Filed under: Content management
Most modern content management systems provide two different ways of editing site content: in-context editing and back-end editing.
While in-context editing is often seen as ‘sexier’, each method has its strengths and weaknesses. This briefing will explore these two editing options, providing advice on when to use them in practice.
In-context editing allows authors to browse the published website, using site navigation in the normal way to find the desired page.
By clicking a small or hidden button (or some other equivalent action), they can switch into editing mode, updating the content of the page in place.

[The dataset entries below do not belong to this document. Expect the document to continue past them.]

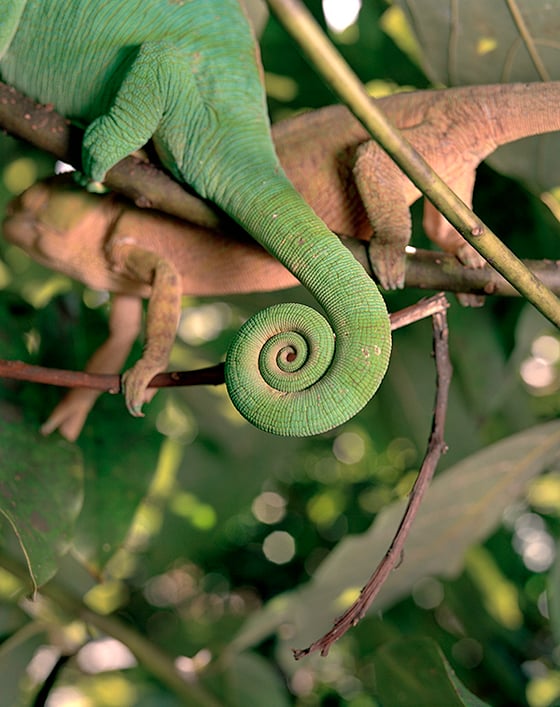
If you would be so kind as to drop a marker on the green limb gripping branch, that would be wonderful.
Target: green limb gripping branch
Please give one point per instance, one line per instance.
(187, 76)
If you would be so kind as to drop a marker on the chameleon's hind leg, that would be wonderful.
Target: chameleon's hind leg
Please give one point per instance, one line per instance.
(442, 233)
(125, 321)
(162, 317)
(386, 194)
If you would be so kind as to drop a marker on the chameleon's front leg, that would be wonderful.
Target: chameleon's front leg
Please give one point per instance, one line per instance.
(384, 191)
(164, 307)
(125, 321)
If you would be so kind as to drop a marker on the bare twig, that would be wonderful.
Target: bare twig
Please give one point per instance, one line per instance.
(142, 182)
(148, 187)
(329, 63)
(436, 447)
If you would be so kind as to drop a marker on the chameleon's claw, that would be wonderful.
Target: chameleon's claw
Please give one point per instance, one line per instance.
(135, 383)
(388, 264)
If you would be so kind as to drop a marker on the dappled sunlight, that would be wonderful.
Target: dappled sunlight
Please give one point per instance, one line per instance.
(340, 15)
(540, 371)
(103, 655)
(279, 547)
(533, 542)
(269, 507)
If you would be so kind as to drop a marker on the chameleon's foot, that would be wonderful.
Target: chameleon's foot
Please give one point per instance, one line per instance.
(90, 185)
(388, 264)
(135, 383)
(70, 414)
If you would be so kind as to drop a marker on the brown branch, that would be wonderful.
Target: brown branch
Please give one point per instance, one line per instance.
(148, 186)
(436, 447)
(142, 182)
(431, 270)
(213, 375)
(107, 383)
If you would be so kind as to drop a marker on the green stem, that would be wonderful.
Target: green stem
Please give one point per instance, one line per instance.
(149, 655)
(299, 22)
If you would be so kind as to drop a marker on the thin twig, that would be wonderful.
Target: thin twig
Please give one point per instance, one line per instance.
(329, 63)
(148, 187)
(142, 182)
(436, 447)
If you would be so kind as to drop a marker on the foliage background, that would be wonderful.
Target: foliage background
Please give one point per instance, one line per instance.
(195, 528)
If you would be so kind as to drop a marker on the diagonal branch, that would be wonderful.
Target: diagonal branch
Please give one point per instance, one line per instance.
(140, 181)
(436, 447)
(329, 63)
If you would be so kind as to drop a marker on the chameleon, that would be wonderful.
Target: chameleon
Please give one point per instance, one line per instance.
(79, 235)
(109, 244)
(186, 75)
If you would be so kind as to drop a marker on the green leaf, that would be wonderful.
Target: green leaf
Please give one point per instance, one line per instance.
(413, 672)
(483, 42)
(463, 506)
(16, 653)
(41, 493)
(120, 459)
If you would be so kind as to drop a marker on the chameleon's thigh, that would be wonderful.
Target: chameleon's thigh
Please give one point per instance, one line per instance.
(443, 234)
(125, 322)
(135, 113)
(164, 308)
(386, 194)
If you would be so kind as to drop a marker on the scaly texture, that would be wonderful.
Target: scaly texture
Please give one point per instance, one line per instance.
(109, 245)
(186, 75)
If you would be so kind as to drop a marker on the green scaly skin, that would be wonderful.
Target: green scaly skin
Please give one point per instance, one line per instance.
(187, 75)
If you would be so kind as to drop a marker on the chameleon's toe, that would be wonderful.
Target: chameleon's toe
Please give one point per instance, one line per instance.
(470, 257)
(135, 388)
(388, 264)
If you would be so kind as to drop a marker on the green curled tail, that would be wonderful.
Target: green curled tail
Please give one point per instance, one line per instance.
(288, 371)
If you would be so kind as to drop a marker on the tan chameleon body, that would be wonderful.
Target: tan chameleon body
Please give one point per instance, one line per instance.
(348, 180)
(357, 189)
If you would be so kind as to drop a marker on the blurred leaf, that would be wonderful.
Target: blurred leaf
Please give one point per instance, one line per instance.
(553, 596)
(462, 507)
(120, 460)
(41, 493)
(413, 672)
(477, 42)
(253, 681)
(16, 653)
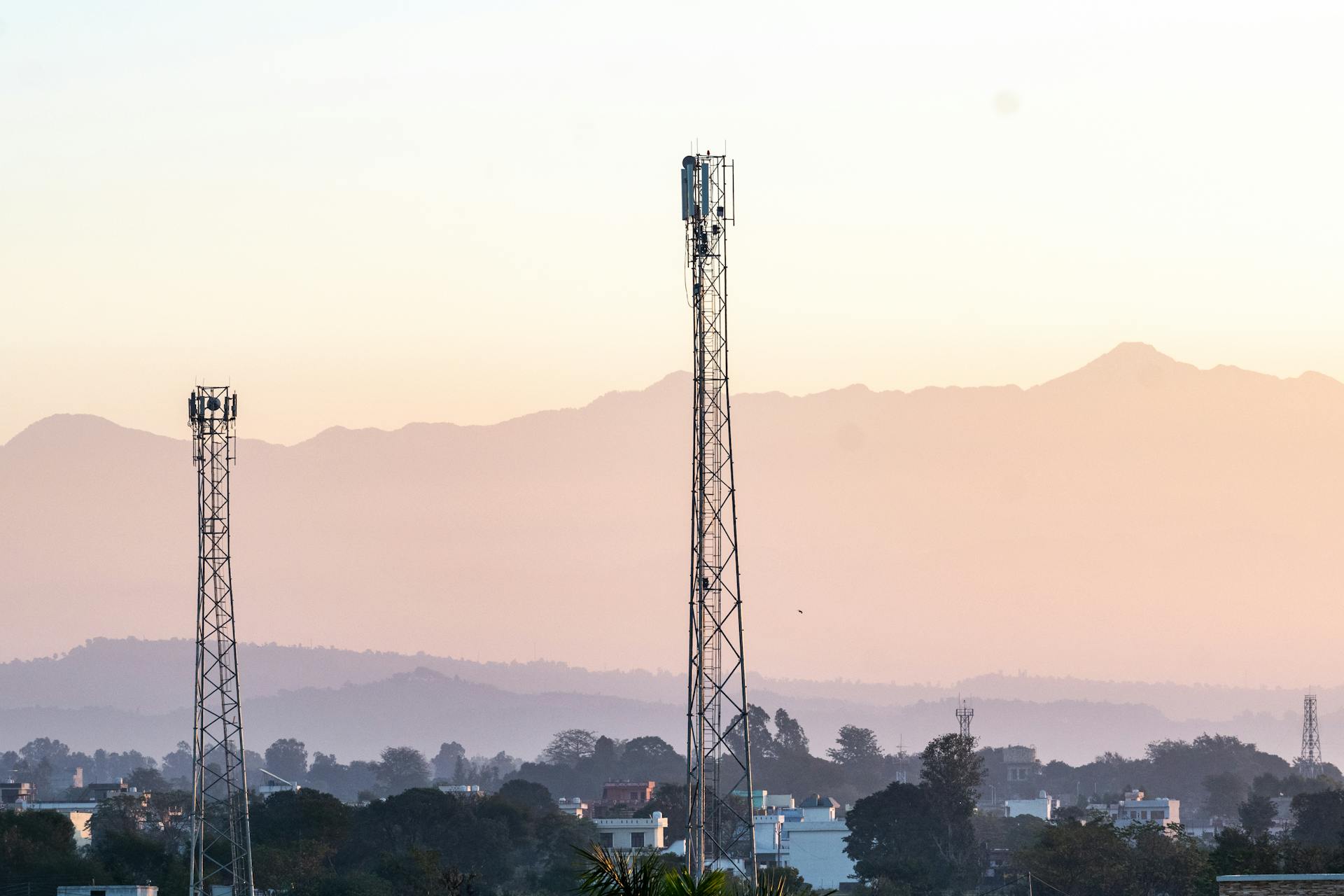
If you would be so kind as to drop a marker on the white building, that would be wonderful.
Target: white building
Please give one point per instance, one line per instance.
(78, 813)
(624, 834)
(1042, 806)
(573, 806)
(461, 790)
(806, 837)
(1138, 809)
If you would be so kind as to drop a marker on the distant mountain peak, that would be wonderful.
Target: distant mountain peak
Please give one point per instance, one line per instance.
(1136, 355)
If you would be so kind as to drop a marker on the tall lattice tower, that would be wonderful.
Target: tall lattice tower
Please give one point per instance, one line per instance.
(718, 747)
(220, 843)
(1310, 763)
(964, 715)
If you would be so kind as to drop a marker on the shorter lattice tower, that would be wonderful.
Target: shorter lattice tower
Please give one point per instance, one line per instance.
(220, 841)
(1310, 763)
(964, 716)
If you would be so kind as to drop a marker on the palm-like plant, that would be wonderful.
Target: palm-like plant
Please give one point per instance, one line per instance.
(644, 874)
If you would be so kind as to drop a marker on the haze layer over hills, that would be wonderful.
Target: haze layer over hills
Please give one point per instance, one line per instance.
(1138, 519)
(130, 694)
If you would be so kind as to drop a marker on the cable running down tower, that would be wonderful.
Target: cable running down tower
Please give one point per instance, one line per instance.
(720, 830)
(220, 843)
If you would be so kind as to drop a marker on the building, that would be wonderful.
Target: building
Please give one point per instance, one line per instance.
(808, 836)
(573, 806)
(108, 790)
(15, 792)
(109, 890)
(625, 834)
(1138, 809)
(1043, 806)
(1281, 886)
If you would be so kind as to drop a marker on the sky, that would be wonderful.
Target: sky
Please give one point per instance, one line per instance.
(375, 214)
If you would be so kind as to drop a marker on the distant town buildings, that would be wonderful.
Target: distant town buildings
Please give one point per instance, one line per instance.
(109, 890)
(1138, 809)
(625, 834)
(1042, 806)
(573, 806)
(461, 790)
(622, 798)
(808, 836)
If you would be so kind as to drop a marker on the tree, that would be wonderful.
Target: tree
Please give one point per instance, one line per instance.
(45, 750)
(401, 769)
(1257, 814)
(855, 746)
(526, 793)
(147, 780)
(790, 736)
(1237, 852)
(951, 774)
(445, 761)
(758, 729)
(568, 747)
(288, 760)
(650, 750)
(605, 751)
(1319, 818)
(1098, 859)
(178, 766)
(891, 839)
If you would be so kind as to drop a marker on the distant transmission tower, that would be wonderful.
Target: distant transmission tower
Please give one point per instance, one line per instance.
(964, 715)
(1310, 763)
(720, 830)
(220, 843)
(902, 762)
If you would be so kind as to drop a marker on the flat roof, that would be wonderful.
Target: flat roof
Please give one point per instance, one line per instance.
(1254, 878)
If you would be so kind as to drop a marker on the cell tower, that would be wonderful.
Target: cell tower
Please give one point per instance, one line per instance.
(1310, 763)
(718, 747)
(902, 762)
(964, 716)
(220, 843)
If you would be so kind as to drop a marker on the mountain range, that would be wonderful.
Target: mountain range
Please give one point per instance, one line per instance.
(132, 694)
(1138, 519)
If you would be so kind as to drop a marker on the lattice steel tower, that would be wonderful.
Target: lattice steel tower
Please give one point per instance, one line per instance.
(964, 715)
(1310, 763)
(220, 843)
(718, 747)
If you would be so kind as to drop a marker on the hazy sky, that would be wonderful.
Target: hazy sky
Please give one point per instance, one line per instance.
(370, 216)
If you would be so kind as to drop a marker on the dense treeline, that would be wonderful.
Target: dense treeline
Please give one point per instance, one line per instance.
(1210, 776)
(312, 844)
(926, 839)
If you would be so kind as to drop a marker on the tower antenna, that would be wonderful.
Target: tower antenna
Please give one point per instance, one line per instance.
(1310, 763)
(720, 797)
(964, 715)
(220, 841)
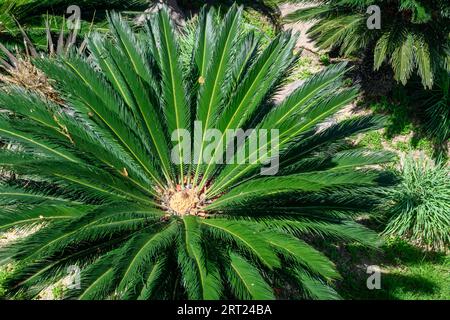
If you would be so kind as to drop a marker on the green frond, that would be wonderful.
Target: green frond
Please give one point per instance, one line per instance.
(246, 281)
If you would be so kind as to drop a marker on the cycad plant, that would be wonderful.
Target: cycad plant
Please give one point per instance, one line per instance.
(414, 36)
(102, 183)
(421, 212)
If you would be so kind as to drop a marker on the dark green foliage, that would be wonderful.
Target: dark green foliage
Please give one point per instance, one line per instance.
(414, 35)
(95, 177)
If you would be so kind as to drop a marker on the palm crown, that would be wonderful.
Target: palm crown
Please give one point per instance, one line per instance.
(96, 174)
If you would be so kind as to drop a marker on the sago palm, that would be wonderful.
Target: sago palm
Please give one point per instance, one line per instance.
(100, 181)
(414, 36)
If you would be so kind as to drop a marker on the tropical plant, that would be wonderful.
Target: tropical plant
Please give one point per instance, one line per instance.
(421, 212)
(414, 34)
(436, 103)
(100, 182)
(34, 15)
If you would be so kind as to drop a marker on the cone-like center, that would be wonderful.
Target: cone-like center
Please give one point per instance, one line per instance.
(184, 202)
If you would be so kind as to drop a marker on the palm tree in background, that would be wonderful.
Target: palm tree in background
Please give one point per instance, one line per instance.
(414, 35)
(98, 180)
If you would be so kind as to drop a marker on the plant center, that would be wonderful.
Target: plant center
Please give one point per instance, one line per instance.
(184, 202)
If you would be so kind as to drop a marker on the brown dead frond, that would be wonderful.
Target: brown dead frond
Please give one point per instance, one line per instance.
(24, 74)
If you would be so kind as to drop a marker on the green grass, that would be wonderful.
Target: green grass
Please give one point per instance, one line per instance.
(372, 140)
(260, 24)
(3, 275)
(408, 273)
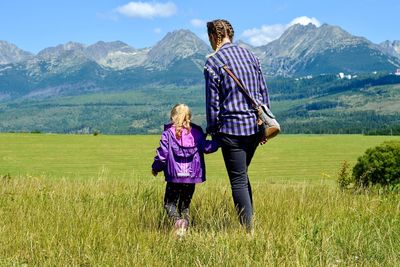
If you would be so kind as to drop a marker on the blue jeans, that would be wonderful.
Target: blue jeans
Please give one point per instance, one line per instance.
(238, 152)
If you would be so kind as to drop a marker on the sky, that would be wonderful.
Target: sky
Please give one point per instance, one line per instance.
(33, 25)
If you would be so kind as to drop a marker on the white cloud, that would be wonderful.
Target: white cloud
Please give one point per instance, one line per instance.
(268, 33)
(198, 23)
(147, 10)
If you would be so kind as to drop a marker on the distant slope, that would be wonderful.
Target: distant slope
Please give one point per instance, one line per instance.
(304, 50)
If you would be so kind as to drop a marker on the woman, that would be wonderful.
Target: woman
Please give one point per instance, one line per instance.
(230, 115)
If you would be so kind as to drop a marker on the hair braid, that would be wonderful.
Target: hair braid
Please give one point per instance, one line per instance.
(221, 28)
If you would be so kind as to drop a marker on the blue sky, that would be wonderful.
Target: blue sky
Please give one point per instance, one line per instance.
(34, 25)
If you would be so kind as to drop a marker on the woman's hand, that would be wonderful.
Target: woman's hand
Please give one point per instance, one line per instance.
(263, 139)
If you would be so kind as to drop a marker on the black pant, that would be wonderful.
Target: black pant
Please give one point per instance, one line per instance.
(177, 200)
(238, 152)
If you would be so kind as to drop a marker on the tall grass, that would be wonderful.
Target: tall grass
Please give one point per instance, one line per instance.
(121, 222)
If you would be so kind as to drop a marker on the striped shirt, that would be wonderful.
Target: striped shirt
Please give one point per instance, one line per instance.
(228, 110)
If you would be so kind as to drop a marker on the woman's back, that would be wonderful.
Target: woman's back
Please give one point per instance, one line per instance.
(236, 115)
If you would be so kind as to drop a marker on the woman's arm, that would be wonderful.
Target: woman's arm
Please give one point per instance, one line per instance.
(263, 86)
(212, 99)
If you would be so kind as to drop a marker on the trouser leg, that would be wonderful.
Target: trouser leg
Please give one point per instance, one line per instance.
(170, 200)
(237, 153)
(185, 197)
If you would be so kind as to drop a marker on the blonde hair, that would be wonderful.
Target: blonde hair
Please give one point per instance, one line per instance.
(180, 118)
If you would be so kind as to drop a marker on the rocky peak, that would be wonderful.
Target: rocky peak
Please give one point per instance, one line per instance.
(391, 47)
(100, 50)
(176, 45)
(10, 53)
(70, 48)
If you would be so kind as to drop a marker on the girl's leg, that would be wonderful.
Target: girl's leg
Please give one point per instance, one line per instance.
(185, 197)
(170, 200)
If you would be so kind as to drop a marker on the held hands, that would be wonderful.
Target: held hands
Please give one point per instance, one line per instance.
(264, 137)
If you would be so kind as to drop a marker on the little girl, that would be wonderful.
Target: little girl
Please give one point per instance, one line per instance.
(181, 157)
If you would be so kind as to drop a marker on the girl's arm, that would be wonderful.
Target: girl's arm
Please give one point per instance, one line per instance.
(162, 153)
(210, 146)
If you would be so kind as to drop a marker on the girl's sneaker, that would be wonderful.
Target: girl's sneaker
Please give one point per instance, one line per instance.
(181, 226)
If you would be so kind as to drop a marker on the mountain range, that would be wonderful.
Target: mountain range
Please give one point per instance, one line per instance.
(301, 50)
(116, 88)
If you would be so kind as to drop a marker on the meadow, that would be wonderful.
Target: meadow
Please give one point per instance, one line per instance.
(84, 200)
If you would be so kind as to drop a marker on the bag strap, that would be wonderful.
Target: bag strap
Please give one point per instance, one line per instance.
(238, 82)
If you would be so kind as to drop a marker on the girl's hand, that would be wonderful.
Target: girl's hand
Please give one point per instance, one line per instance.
(263, 139)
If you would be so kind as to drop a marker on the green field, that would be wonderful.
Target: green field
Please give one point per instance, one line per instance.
(311, 158)
(83, 200)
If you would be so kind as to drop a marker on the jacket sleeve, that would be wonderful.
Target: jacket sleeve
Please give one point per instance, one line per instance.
(208, 146)
(212, 98)
(263, 86)
(162, 153)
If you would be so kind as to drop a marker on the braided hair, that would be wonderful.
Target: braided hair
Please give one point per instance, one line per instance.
(220, 28)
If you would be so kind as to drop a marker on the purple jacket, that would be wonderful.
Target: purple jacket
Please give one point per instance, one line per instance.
(183, 164)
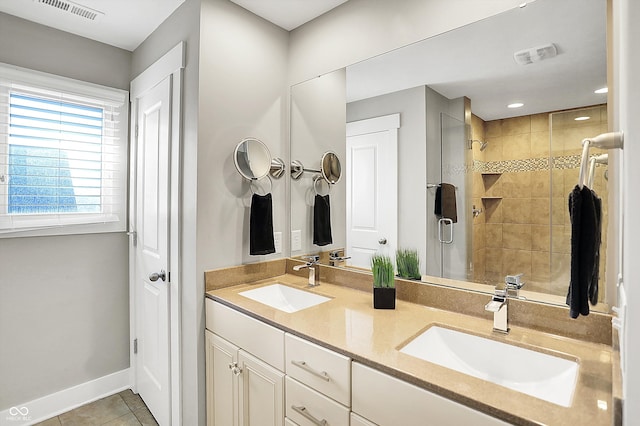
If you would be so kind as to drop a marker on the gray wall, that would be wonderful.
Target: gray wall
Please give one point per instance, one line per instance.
(184, 25)
(318, 125)
(64, 300)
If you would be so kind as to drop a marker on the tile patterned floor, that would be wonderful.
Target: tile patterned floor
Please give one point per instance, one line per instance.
(122, 409)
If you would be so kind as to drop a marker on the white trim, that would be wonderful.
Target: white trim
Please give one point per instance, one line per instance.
(372, 125)
(65, 400)
(170, 65)
(171, 62)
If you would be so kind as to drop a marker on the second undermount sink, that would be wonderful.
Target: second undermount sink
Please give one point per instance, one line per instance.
(284, 298)
(540, 375)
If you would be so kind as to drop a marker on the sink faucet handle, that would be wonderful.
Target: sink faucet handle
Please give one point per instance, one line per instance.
(312, 259)
(513, 281)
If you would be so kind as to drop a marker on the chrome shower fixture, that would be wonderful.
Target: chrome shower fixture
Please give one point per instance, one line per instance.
(483, 145)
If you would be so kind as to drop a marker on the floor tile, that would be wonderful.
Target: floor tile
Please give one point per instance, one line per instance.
(96, 413)
(132, 400)
(54, 421)
(145, 417)
(126, 420)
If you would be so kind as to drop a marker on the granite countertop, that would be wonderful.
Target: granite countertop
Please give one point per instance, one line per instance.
(349, 325)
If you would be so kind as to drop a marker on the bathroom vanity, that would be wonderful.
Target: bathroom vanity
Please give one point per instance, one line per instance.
(340, 362)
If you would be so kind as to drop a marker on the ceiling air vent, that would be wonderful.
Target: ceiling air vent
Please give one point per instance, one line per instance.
(73, 8)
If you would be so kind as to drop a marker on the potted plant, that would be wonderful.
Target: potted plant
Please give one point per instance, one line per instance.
(408, 264)
(384, 289)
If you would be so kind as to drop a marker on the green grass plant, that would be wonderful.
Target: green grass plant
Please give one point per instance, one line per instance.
(408, 263)
(383, 271)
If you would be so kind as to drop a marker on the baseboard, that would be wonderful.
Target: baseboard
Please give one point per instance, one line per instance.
(60, 402)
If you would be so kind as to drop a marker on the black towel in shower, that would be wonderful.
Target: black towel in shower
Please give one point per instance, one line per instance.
(585, 211)
(322, 221)
(445, 204)
(261, 225)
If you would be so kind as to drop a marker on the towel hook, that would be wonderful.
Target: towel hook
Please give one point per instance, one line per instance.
(254, 187)
(609, 140)
(318, 180)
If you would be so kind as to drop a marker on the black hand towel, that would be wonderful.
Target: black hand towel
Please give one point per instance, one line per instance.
(261, 225)
(322, 221)
(585, 210)
(445, 205)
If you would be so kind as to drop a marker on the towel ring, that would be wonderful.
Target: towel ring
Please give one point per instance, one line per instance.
(254, 187)
(318, 180)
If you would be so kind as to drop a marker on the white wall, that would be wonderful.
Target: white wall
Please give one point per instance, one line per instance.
(64, 300)
(242, 94)
(412, 157)
(360, 29)
(184, 25)
(318, 125)
(627, 109)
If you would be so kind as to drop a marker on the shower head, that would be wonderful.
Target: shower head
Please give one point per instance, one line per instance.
(483, 145)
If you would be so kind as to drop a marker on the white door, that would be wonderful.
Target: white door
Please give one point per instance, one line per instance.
(372, 176)
(152, 250)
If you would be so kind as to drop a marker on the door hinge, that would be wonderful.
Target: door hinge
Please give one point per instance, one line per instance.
(134, 236)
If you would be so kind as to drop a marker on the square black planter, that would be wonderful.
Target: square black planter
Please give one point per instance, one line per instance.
(384, 298)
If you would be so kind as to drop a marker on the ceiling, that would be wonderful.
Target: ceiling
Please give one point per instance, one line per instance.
(127, 23)
(477, 61)
(474, 61)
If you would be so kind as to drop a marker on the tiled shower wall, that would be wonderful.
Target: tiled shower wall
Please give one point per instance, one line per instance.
(521, 183)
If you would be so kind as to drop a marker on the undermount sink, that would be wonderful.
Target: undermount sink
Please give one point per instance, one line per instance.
(540, 375)
(284, 298)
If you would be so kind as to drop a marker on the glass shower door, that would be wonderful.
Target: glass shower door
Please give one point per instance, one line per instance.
(454, 225)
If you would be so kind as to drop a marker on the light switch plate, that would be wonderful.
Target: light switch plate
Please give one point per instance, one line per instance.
(277, 241)
(296, 240)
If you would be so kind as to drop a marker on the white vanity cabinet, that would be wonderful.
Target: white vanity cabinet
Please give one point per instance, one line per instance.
(243, 389)
(388, 401)
(318, 384)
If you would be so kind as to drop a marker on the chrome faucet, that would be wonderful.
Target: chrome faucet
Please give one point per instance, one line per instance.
(335, 259)
(498, 303)
(312, 264)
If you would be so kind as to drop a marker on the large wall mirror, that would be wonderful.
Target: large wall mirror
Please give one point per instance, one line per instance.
(434, 114)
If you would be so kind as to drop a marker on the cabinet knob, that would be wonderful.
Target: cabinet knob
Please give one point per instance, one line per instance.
(233, 366)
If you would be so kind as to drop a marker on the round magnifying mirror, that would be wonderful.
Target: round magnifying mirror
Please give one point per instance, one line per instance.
(330, 167)
(252, 159)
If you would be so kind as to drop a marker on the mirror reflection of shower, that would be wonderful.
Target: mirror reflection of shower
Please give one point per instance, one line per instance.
(483, 144)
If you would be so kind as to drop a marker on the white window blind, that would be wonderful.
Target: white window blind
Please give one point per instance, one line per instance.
(63, 155)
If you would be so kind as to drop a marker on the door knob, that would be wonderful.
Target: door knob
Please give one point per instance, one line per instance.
(155, 275)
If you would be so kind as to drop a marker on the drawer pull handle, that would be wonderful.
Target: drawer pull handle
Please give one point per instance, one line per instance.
(322, 374)
(302, 410)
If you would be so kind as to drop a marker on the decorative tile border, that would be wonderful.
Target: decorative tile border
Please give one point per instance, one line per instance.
(527, 165)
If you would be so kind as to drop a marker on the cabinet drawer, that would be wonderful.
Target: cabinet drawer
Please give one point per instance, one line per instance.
(303, 405)
(356, 420)
(389, 401)
(320, 368)
(260, 339)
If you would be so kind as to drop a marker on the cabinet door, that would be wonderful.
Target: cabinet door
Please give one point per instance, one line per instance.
(222, 401)
(261, 392)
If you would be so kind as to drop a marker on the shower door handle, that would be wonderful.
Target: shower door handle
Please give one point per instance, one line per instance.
(441, 223)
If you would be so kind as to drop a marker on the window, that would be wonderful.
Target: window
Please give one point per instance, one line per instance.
(62, 155)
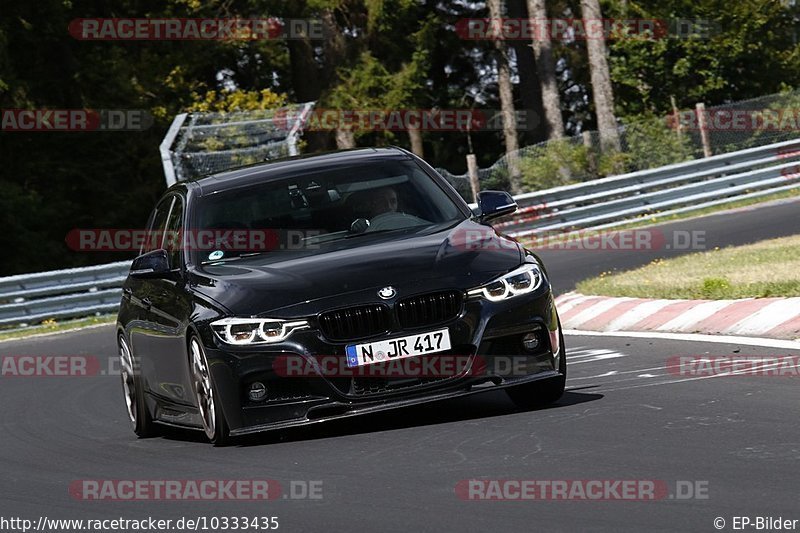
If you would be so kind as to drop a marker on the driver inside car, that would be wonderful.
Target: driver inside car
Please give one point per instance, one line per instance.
(383, 200)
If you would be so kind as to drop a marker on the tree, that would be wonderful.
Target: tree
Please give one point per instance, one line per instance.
(601, 81)
(545, 66)
(506, 101)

During editing, the author can see how the published page appears, including the formatting of the text. By updating the content ‘in context’, the author can immediately see the finished product, even as changes are being made. Depending on the vendor, this functionality may be called different things, including ‘live site editing’, ‘in place editing’ or ‘surf-to-edit’.
The big advantage of this method is its simplicity. Authors are familiar with the structure of the published site, and comfortable with navigating through it.
By hiding most of the underlying complexity of the CMS, this alllows authors to concentrate on updating the content.
For these reasons, in-context editing is often seen as the more usable authoring option. It is also commonly seen as a more ‘modern’ option for updating the site.
In-context editing is not without weaknesses. The very simplicity of the interfaces makes some tasks harder, or at least, less obvious.